Verjil notes another benefit that may appeal to some.

“The first results you’ll see reported on election night reflect votes cast in advance by mail, since those can be counted prior to polls closing,” she said.

“lost mail” +usps +statistics

Occasionally my statistics page for the No Vote By Mail Project’s Website gives me an interesting bit of info. But in this case the search thread ultimately won’t take you very far.

Dear Yahoo!:
What percentage of mail is lost by the USPS?
Mike
Chicago, Illinois
Dear Mike:
You’d have better luck finding Dick Cheney’s social security number. Even though the United States Postal Service routinely hires contractors to assess performance, it doesn’t release statistics on lost mail. More from Yahoo.

Montana, Ready or Not, Voting-By Mail

This editorial claims Montana is ready to vote entirely by mail, well only if they want more of this, I guess:

http://novbm.wordpress.com/2006/11/16/many-races-around-the-country-still-too-close-to-call/

In the State of Montana, a local race with just under 4000 votes ended in a tie today. 10 days after the election was held.
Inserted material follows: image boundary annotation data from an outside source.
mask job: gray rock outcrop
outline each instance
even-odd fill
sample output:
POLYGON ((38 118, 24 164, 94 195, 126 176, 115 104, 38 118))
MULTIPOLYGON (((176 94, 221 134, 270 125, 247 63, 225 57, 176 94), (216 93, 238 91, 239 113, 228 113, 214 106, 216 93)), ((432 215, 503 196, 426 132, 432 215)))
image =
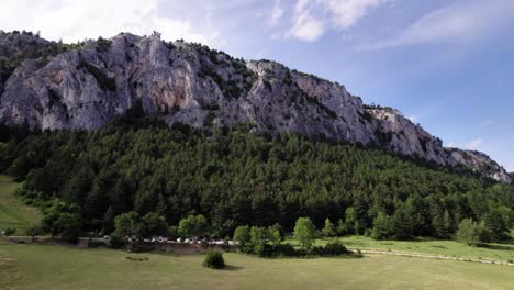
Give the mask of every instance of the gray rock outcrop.
MULTIPOLYGON (((1 47, 0 41, 0 53, 1 47)), ((245 62, 198 44, 167 43, 158 34, 122 33, 26 59, 2 87, 0 123, 10 126, 94 130, 141 103, 145 114, 168 124, 250 123, 261 131, 378 144, 512 183, 487 155, 444 148, 399 111, 367 107, 337 82, 275 62, 245 62)))

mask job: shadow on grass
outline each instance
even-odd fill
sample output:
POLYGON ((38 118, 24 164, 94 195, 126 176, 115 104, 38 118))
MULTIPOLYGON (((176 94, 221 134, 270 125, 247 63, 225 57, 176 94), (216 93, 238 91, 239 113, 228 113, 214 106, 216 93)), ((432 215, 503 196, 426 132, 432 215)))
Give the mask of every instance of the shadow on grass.
POLYGON ((241 271, 243 269, 244 267, 234 266, 234 265, 225 265, 225 268, 223 268, 222 270, 223 271, 241 271))
POLYGON ((499 245, 499 244, 487 244, 483 246, 483 248, 489 248, 489 249, 496 249, 496 250, 514 250, 514 247, 512 245, 499 245))

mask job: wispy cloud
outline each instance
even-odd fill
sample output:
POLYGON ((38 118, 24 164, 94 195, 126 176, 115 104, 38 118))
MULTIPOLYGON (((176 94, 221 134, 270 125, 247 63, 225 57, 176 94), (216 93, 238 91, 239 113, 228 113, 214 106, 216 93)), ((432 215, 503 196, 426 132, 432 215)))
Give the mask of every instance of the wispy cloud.
POLYGON ((482 122, 480 122, 480 123, 478 124, 478 126, 479 126, 480 129, 484 129, 484 127, 489 127, 489 126, 491 126, 491 125, 493 125, 493 124, 494 124, 494 121, 493 121, 493 120, 483 120, 482 122))
POLYGON ((0 27, 41 31, 46 38, 66 42, 127 31, 137 34, 159 31, 167 40, 187 38, 206 44, 213 44, 219 36, 214 30, 199 31, 191 20, 163 16, 159 0, 5 1, 0 9, 0 27))
POLYGON ((298 0, 291 26, 273 35, 314 42, 328 30, 355 26, 369 11, 389 2, 392 0, 298 0))
POLYGON ((467 43, 511 21, 514 1, 463 1, 425 14, 396 34, 368 41, 359 49, 375 51, 438 42, 467 43))
POLYGON ((269 25, 276 26, 283 16, 284 10, 280 0, 275 0, 271 12, 269 13, 269 25))
POLYGON ((483 145, 482 138, 477 138, 465 144, 465 148, 468 150, 477 150, 483 145))

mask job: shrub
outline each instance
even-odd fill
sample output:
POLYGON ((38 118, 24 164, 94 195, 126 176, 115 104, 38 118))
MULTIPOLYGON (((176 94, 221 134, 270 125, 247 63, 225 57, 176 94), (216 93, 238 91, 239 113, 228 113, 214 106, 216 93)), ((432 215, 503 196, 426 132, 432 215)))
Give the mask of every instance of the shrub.
POLYGON ((125 245, 123 239, 119 238, 116 235, 111 235, 110 242, 112 248, 122 248, 125 245))
POLYGON ((275 247, 277 254, 283 257, 295 257, 298 256, 297 249, 291 244, 280 244, 275 247))
POLYGON ((4 236, 12 236, 16 232, 16 228, 14 227, 8 227, 5 231, 3 231, 4 236))
POLYGON ((209 249, 205 254, 205 259, 203 260, 203 267, 211 269, 223 269, 225 267, 225 260, 223 259, 223 254, 217 250, 209 249))
POLYGON ((343 246, 339 241, 333 241, 325 245, 324 255, 325 256, 339 256, 348 254, 348 249, 343 246))

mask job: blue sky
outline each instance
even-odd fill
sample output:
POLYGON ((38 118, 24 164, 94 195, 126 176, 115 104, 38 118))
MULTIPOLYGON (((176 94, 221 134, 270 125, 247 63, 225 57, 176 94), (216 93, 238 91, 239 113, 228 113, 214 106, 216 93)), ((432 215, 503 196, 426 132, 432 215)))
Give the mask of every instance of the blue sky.
POLYGON ((514 0, 18 0, 0 29, 66 42, 155 30, 278 60, 514 171, 514 0))

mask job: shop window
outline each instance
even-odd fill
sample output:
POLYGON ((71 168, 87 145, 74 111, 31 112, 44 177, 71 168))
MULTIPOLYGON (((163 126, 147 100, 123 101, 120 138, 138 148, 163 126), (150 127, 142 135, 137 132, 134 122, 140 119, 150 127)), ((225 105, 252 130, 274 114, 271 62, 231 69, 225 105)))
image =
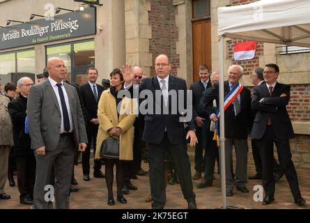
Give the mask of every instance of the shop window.
POLYGON ((0 54, 0 78, 3 84, 17 84, 24 77, 35 80, 34 49, 16 51, 0 54))
POLYGON ((0 78, 4 86, 11 82, 11 75, 16 72, 15 54, 0 54, 0 78))
POLYGON ((17 53, 17 72, 36 72, 36 59, 34 50, 28 50, 17 53))
POLYGON ((63 61, 68 72, 71 72, 71 45, 65 45, 47 47, 47 61, 52 57, 59 57, 63 61))
POLYGON ((95 43, 88 41, 74 45, 75 67, 95 66, 95 43))

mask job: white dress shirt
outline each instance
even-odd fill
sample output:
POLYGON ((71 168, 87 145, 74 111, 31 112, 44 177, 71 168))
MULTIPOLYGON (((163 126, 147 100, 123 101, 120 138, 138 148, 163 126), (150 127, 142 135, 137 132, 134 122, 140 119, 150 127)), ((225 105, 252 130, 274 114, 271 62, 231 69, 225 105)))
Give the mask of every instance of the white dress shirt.
MULTIPOLYGON (((60 134, 61 133, 64 133, 66 132, 65 131, 65 128, 63 127, 63 109, 61 107, 61 98, 59 96, 59 90, 58 90, 58 86, 56 85, 59 83, 57 83, 56 82, 55 82, 54 79, 52 79, 50 77, 48 77, 49 79, 49 83, 51 83, 51 85, 54 89, 54 91, 55 92, 56 94, 56 97, 57 98, 57 100, 58 100, 58 105, 59 105, 59 108, 61 109, 61 131, 60 131, 60 134)), ((69 121, 70 121, 70 130, 69 132, 72 132, 73 131, 73 122, 72 122, 72 116, 71 114, 71 109, 70 108, 70 103, 69 103, 69 98, 68 98, 68 95, 67 95, 67 91, 65 91, 65 89, 63 86, 63 82, 61 81, 61 89, 63 90, 63 97, 65 98, 65 105, 67 107, 67 111, 68 111, 68 114, 69 115, 69 121)), ((60 83, 59 83, 60 84, 60 83)))
POLYGON ((93 93, 94 95, 95 95, 95 92, 93 92, 93 86, 95 86, 95 88, 96 89, 96 91, 97 91, 96 92, 97 98, 98 98, 98 89, 97 89, 97 84, 95 83, 95 84, 91 83, 89 81, 88 81, 88 84, 91 86, 91 91, 93 91, 93 93))

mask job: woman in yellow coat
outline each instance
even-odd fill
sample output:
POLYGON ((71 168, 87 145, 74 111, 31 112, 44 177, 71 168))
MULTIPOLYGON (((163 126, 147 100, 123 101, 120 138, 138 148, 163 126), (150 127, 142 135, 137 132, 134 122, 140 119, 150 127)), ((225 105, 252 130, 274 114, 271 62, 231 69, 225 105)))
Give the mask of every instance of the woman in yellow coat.
POLYGON ((123 97, 117 98, 118 92, 123 89, 124 79, 120 70, 114 69, 110 74, 111 88, 104 91, 98 103, 99 130, 97 136, 95 159, 102 159, 100 148, 102 141, 109 136, 119 137, 118 159, 105 159, 105 180, 108 190, 109 205, 114 205, 113 197, 114 167, 116 165, 117 200, 123 203, 127 200, 122 194, 123 180, 123 160, 132 160, 134 141, 134 100, 123 97), (117 105, 121 103, 119 109, 117 105))

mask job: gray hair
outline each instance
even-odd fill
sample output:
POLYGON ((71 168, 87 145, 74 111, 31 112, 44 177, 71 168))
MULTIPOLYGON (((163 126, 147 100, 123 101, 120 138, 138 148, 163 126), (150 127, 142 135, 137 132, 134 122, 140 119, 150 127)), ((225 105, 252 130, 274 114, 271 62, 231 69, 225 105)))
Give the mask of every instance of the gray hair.
POLYGON ((212 76, 212 75, 219 75, 219 71, 217 71, 217 70, 213 71, 213 72, 211 73, 211 75, 210 75, 210 77, 211 77, 211 76, 212 76))
POLYGON ((228 68, 228 70, 229 70, 231 68, 233 68, 233 67, 237 67, 237 68, 239 68, 239 74, 240 75, 240 76, 242 76, 242 74, 243 74, 243 68, 242 68, 242 66, 239 66, 239 65, 233 64, 233 65, 231 65, 231 66, 229 66, 229 68, 228 68))
POLYGON ((24 77, 20 79, 17 82, 17 86, 22 86, 24 84, 24 81, 26 79, 30 79, 32 81, 32 79, 28 77, 24 77))

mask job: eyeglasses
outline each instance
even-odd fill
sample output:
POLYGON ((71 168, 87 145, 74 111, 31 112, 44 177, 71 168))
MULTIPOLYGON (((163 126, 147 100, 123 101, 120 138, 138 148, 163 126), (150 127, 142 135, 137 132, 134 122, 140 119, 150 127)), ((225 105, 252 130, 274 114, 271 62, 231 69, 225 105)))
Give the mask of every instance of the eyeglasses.
POLYGON ((169 65, 169 63, 156 63, 155 66, 157 67, 165 67, 169 65))
POLYGON ((264 71, 263 73, 264 75, 269 75, 269 74, 271 74, 271 73, 273 73, 273 72, 277 72, 276 71, 264 71))
POLYGON ((20 84, 20 86, 27 86, 27 87, 31 86, 33 86, 33 84, 20 84))

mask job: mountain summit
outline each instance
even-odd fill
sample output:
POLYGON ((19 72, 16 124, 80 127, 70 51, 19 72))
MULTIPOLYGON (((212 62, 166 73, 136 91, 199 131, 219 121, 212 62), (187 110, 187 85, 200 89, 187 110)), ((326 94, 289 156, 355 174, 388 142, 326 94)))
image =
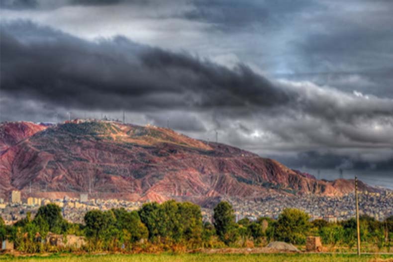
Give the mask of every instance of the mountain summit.
MULTIPOLYGON (((2 197, 12 190, 27 193, 30 182, 37 196, 90 191, 95 197, 159 202, 354 190, 351 180, 317 180, 274 160, 151 125, 77 119, 5 122, 0 130, 2 197)), ((360 188, 377 190, 361 182, 360 188)))

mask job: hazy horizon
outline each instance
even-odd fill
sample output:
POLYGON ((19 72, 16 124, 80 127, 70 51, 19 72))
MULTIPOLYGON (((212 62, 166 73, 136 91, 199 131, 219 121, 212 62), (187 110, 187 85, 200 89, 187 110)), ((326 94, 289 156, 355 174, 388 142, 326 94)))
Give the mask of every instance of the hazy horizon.
POLYGON ((393 188, 393 1, 0 7, 0 121, 124 111, 128 122, 169 119, 211 141, 216 130, 219 142, 292 168, 393 188))

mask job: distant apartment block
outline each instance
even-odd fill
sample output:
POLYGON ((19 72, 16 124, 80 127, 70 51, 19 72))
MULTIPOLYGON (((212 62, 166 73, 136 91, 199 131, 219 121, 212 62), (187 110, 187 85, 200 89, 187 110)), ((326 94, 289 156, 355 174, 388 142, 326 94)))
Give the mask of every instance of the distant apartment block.
POLYGON ((37 197, 29 197, 27 198, 27 205, 40 206, 41 199, 37 197))
POLYGON ((11 192, 11 202, 12 203, 21 203, 20 191, 12 190, 11 192))
POLYGON ((81 194, 80 202, 87 202, 89 200, 89 195, 88 194, 81 194))

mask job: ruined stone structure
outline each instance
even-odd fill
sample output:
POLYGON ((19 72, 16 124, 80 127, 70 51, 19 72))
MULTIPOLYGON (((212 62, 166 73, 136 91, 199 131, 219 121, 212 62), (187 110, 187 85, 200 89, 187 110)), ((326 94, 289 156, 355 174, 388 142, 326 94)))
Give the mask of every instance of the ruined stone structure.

Vote by mail and it can take 2 weeks to count 4000 votes.

100% Forced Vote-By Mail Voting Systems

Another comon term, proposed and used mostly by election integrity activists, is Forced Mail Voting. This term denotes the intention of forcing 100% of the voters to vote-by mail in a VBM election system. Poll voters are not allowed to continue voting at the polls, rather they are forced to switch to mail ballots, for some if not all of the elections they participate in.

In reality HAVA, the Help America Vote Act, requires disabled accesible voting devices be available to the public in some form. So the 100% aspect is not the most literal, because in theory some voters will need access to a polling place with a disabled person capable voting device. This is interesting, in particular, because Vote-By Mail advocates routinely say that the “mixed system approach,” rather, the poll place and absentee system is not as easy to administer because it is in essence running two systems. Well even with forced mail voting systems there will according to this law, always be accesible voting devices somewhere in the county.

This terminology is important.

100% Vote-By Mail more problematic than absentee systems

Absentee systems are limited in nature. Those that need ballots for a reason remotely, get the ballot absentee. This system is easier to deal with, in short, because it is a smaller system. Turn absentee voting into liberalized, no-excuse, Vote-by Mail voting and the problems are amplified.

Therefore Vote-by Mail inherently has more problems than limited absentee voting systems. For more, read this.

Vote By Mail or Absentee Ballots?

There’s an ongoing problem with election integrity conversations. Vote By Mail is a term used to describe a system in which EVERYONE votes by mail, however, absentee ballots is the term used to denote when someone specifically needs to apply for an absentee ballot while opting not to vote at the polls.

The two terms do not mean the same thing anymore. Mainly because Vote-By Mail proponents have hyped the new terminology, probably because some marketer polled to find out which term played better to the voting public.

Anyway, absentee ballots are a type of voting by mail, but Vote-By Mail systems, generally either encourage their use, or mandate it. Therein lies the rub.

http://blog.oregonlive.com/elections/2008/05/vote_by_mail_take_that_idea_an.html

921 Ballots Not Counted In Ohio

From Toledo, Ohio, election officials are “heartsick”:

http://toledoblade.com/apps/pbcs.dll/article?AID=/20080511/NEWS33/805110314

Lucas County elections officials urged voters before the March 4 primary election to vote by absentee ballot to lessen waits at the polls on election day, but The Blade has learned that hundreds of those ballots were not counted because of mistakes made by voters and because the elections board sent voters faulty ballot envelopes.